I found out from my vet that any kind of pork product can induce seizures, even in dogs that aren't epileptic. I stopped giving my dog ham bones (he used to get a lot) and pork and he has not had near as many seizures. Also, I only give him spring water because tap water has chlorine, which is another seizure trigger.


----------



## luvMyBRT (Mar 8, 2010)

This is new to me. I'll be interested to hear if people who have been raw feeding for years have ever had a dog have a seizure from feeding pork.

If this was true, wouldn't you think that there would be tons of raw fed dogs have seizures everywhere? 

ETA: Maybe this is true for dogs who are already epileptic?


----------



## cprcheetah (Jul 14, 2010)

The only thing I have found is that Pork Tapeworms can cause seizures if they get into the brain.


----------



## AveryandAudrey (Sep 20, 2010)

Hey Zoeys owner. I didn't know you were on her also! I'm on chihuahua-people with you also. I'm Audreybabypup on there.


----------



## DaneMama (Jun 27, 2008)

Do you feed much raw pork? Or was it mainly cooked pork in the form of ham?

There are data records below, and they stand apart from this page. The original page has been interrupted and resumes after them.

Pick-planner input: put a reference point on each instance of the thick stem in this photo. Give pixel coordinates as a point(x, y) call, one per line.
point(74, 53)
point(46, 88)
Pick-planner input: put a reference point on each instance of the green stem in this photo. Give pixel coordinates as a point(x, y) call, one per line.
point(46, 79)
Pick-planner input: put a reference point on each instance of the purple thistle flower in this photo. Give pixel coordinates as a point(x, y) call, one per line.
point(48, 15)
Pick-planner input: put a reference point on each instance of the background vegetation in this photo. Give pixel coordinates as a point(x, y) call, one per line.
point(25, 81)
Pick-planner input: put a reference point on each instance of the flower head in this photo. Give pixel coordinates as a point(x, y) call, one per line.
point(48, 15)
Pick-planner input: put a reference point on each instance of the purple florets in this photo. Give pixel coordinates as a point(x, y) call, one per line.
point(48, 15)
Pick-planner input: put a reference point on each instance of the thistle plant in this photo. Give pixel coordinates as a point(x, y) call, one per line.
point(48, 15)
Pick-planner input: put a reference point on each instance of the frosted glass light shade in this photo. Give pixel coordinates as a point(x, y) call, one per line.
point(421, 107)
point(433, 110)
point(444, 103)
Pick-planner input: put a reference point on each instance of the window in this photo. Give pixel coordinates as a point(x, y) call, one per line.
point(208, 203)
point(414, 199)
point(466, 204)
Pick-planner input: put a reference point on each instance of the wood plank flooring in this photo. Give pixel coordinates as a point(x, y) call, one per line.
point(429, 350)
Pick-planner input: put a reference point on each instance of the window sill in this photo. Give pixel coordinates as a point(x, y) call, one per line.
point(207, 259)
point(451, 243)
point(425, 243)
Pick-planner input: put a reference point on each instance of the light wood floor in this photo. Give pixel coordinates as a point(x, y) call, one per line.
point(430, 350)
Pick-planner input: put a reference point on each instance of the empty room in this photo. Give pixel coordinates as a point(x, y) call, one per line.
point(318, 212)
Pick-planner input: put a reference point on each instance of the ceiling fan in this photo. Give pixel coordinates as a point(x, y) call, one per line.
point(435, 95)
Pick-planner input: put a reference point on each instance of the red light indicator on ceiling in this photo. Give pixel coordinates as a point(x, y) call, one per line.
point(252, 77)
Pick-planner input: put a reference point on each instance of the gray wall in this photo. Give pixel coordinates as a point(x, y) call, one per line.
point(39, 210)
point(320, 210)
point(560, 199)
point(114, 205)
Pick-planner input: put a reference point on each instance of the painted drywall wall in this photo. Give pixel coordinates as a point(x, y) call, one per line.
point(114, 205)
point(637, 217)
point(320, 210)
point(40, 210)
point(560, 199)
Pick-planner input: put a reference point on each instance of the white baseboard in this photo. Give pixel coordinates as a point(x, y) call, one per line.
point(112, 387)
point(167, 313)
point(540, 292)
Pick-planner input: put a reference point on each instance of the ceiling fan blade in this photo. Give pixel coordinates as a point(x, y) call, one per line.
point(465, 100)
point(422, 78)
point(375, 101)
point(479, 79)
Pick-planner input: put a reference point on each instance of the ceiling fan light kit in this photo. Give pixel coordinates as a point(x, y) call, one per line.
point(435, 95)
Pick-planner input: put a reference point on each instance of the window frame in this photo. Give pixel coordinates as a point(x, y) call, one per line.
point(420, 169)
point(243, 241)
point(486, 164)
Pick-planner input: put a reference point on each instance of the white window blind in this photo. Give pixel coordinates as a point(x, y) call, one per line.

I've never heard that pork could causes seizures....?


----------



## cprcheetah (Jul 14, 2010)

danemama08 said:


> Do you feed much raw pork? Or was it mainly cooked pork in the form of ham?
> 
> I've never heard that pork could causes seizures....?


Yes she eats raw pork 3-4 times a week. My vet/dad had never heard of pork causing seizures except he had heard that some of the worms they have can cause seizures in humans if the worms go to their brain. He said not to worry about it, we are confident that her seizures are due to her hydrocephalus, a stressful attack by my other dog, and most likely epilepsy. He said if pork was going to cause her seizures she would have started having them long before now, her last seizure before these clusters was about 5 months ago.


----------



## cprcheetah (Jul 14, 2010)

AveryandAudrey said:


> Hey Zoeys owner. I didn't know you were on her also! I'm on chihuahua-people with you also. I'm Audreybabypup on there.

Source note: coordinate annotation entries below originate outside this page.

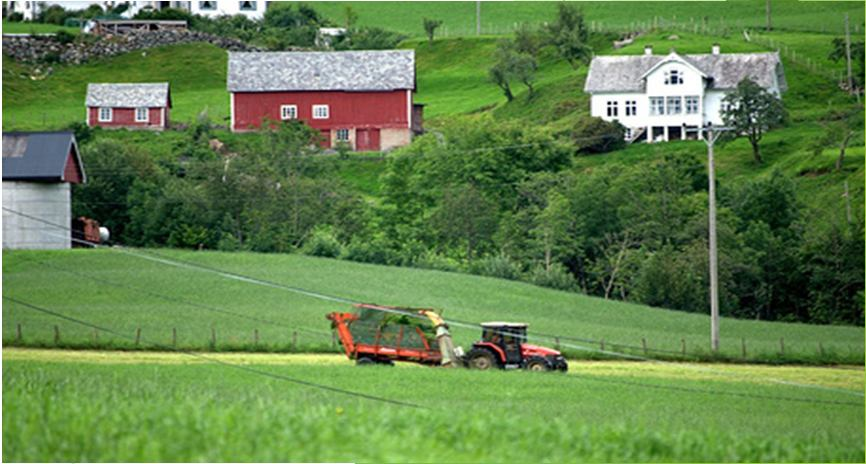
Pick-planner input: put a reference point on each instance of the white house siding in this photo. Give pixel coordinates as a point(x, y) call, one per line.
point(49, 202)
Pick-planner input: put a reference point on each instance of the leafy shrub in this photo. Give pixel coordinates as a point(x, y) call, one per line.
point(557, 277)
point(501, 266)
point(322, 242)
point(595, 135)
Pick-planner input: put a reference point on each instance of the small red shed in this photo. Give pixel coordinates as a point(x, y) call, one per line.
point(131, 106)
point(361, 98)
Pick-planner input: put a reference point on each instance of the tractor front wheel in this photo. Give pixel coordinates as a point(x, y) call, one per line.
point(538, 364)
point(481, 359)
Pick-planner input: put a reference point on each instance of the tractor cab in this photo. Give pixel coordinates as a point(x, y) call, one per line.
point(503, 345)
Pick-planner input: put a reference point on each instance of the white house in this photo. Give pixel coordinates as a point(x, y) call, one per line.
point(251, 9)
point(38, 169)
point(668, 97)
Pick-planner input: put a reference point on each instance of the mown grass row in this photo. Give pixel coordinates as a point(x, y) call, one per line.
point(70, 411)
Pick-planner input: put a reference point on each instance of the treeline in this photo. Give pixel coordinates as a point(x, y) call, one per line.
point(500, 200)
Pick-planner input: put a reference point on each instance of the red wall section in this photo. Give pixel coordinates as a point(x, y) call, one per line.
point(347, 109)
point(125, 117)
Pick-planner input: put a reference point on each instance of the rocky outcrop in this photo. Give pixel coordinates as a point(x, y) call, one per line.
point(47, 49)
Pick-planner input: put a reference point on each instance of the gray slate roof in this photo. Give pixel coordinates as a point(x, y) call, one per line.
point(128, 95)
point(726, 70)
point(294, 71)
point(38, 156)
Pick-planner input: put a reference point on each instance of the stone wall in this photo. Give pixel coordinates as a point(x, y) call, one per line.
point(41, 49)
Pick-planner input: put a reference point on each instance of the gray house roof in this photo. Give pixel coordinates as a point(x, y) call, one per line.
point(39, 156)
point(725, 71)
point(293, 71)
point(128, 95)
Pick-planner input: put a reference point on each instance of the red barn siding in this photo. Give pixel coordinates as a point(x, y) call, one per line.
point(125, 117)
point(347, 109)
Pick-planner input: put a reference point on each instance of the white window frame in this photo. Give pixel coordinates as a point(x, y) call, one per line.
point(146, 114)
point(673, 77)
point(108, 111)
point(321, 112)
point(657, 106)
point(669, 108)
point(612, 108)
point(631, 107)
point(284, 109)
point(693, 103)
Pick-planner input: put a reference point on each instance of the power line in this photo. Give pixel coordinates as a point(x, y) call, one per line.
point(218, 361)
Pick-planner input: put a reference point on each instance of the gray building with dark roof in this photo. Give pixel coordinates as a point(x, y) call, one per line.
point(38, 170)
point(668, 97)
point(129, 105)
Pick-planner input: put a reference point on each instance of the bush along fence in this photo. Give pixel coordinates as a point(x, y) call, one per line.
point(305, 341)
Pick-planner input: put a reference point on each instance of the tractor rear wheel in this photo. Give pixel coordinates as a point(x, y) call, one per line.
point(481, 359)
point(538, 364)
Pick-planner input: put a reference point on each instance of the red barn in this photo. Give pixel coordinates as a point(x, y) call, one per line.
point(362, 98)
point(132, 106)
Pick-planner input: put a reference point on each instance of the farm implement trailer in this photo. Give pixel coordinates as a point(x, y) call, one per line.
point(376, 334)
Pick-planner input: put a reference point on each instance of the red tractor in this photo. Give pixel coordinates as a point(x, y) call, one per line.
point(503, 345)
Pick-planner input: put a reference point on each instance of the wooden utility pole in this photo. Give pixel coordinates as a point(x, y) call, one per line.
point(848, 58)
point(713, 135)
point(478, 17)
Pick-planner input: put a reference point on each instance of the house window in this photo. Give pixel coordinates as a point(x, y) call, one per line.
point(673, 77)
point(320, 112)
point(675, 105)
point(288, 112)
point(612, 109)
point(105, 114)
point(692, 104)
point(141, 115)
point(657, 106)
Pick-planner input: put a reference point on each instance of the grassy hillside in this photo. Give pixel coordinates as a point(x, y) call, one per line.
point(67, 284)
point(109, 407)
point(501, 17)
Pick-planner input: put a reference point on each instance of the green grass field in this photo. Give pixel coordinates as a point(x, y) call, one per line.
point(80, 407)
point(67, 283)
point(501, 17)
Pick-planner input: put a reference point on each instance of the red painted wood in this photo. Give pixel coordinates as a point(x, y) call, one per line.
point(72, 171)
point(367, 140)
point(347, 109)
point(125, 117)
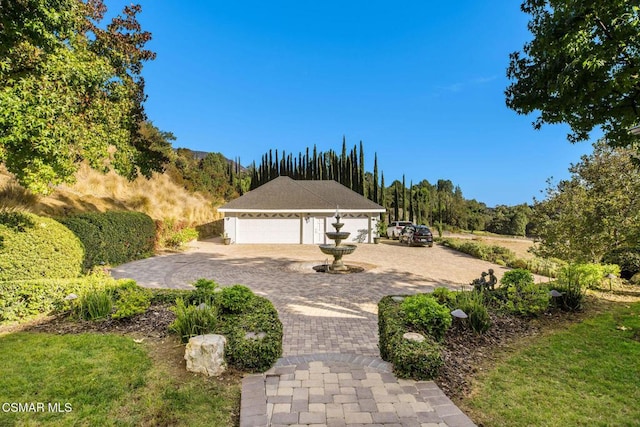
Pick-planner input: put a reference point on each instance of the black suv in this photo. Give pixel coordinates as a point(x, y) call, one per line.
point(418, 235)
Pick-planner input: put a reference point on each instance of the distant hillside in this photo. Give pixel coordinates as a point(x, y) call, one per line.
point(200, 155)
point(159, 197)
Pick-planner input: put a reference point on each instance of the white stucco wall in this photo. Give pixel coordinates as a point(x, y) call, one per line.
point(305, 228)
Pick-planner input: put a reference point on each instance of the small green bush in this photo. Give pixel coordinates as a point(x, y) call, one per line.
point(417, 360)
point(410, 359)
point(204, 293)
point(249, 322)
point(22, 299)
point(473, 304)
point(235, 299)
point(445, 296)
point(35, 247)
point(95, 304)
point(253, 354)
point(112, 237)
point(522, 295)
point(192, 320)
point(169, 296)
point(426, 315)
point(628, 258)
point(587, 275)
point(173, 234)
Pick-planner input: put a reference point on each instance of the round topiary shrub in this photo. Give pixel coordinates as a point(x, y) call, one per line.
point(35, 247)
point(426, 315)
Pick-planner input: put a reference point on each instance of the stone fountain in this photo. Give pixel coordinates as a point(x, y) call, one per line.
point(337, 249)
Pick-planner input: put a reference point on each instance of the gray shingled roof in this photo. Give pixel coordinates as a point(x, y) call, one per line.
point(284, 193)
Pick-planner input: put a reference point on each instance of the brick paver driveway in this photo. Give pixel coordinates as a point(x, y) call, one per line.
point(321, 313)
point(330, 373)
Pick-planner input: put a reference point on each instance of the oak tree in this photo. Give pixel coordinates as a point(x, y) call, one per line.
point(71, 91)
point(582, 67)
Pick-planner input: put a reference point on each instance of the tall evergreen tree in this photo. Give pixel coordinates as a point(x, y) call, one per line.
point(404, 200)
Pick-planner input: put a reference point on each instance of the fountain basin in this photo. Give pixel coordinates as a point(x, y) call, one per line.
point(337, 235)
point(337, 250)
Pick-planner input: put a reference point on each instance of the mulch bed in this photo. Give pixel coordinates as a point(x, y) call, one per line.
point(465, 353)
point(154, 323)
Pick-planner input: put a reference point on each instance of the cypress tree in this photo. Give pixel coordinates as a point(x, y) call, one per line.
point(395, 202)
point(404, 200)
point(362, 171)
point(411, 202)
point(376, 198)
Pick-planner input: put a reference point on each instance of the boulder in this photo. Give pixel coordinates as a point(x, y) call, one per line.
point(205, 354)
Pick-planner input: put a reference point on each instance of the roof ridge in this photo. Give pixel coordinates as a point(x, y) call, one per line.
point(299, 182)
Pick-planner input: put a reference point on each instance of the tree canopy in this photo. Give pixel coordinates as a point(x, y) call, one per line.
point(593, 213)
point(582, 67)
point(71, 91)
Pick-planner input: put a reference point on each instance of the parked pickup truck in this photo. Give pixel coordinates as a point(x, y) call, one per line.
point(395, 228)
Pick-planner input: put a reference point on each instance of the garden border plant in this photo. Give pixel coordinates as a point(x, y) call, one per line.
point(249, 322)
point(410, 359)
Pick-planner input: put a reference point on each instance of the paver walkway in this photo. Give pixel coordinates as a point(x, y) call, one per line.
point(330, 372)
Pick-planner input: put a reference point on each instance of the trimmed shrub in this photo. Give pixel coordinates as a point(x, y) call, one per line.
point(22, 299)
point(95, 304)
point(472, 303)
point(169, 296)
point(445, 296)
point(252, 353)
point(410, 359)
point(131, 299)
point(587, 275)
point(235, 299)
point(112, 237)
point(628, 258)
point(35, 247)
point(426, 315)
point(521, 295)
point(249, 322)
point(192, 320)
point(204, 293)
point(417, 360)
point(173, 234)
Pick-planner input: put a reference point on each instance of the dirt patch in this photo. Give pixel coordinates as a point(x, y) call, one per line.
point(466, 353)
point(153, 324)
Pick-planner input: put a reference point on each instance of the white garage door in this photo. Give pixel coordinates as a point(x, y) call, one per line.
point(268, 230)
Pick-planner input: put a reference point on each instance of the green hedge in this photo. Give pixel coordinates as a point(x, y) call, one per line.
point(251, 354)
point(22, 299)
point(249, 322)
point(113, 237)
point(35, 247)
point(410, 359)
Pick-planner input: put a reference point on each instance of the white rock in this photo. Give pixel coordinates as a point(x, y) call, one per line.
point(205, 354)
point(412, 336)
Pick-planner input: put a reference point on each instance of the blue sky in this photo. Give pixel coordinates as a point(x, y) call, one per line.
point(421, 84)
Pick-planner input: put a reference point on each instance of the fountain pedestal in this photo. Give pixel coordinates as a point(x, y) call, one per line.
point(337, 250)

Hi! Yep I'm here too  Nice to see you.


----------



## JayJayisme (Aug 2, 2009)

Tapeworms in pork farmed and sold in North America is almost unheard of today. It's highly unlikely that this is a contributor to the seizures.


----------



## MollyWoppy (Mar 19, 2010)

Yeah, I reckon it's either something in the pork that pertains to that particular dog only, or, more likely, its a complete coincidence.
Listen to your Dad, it sounds like he's a wise man!


----------



## cprcheetah (Jul 14, 2010)

Yah, I'm not too worried about it, Zoey likes pork and I haven't seen a problem in the 3 & 1/2 months I'm feeding her, if she wasn't already prone to seizures, maybe I'd stress, but I'm still going to feed her pork. Yes my dad/vet is a VERY wise man, I love him to pieces because he's my father and an awesome open minded vet


----------



## magicre (Apr 7, 2010)

i read that you were feeding ham bones...aren't they cured?

is it possible the curing process or smoking process and ingredients used might have had something to do with seizures...

and the fact that she was stressed with the attack from your other dog?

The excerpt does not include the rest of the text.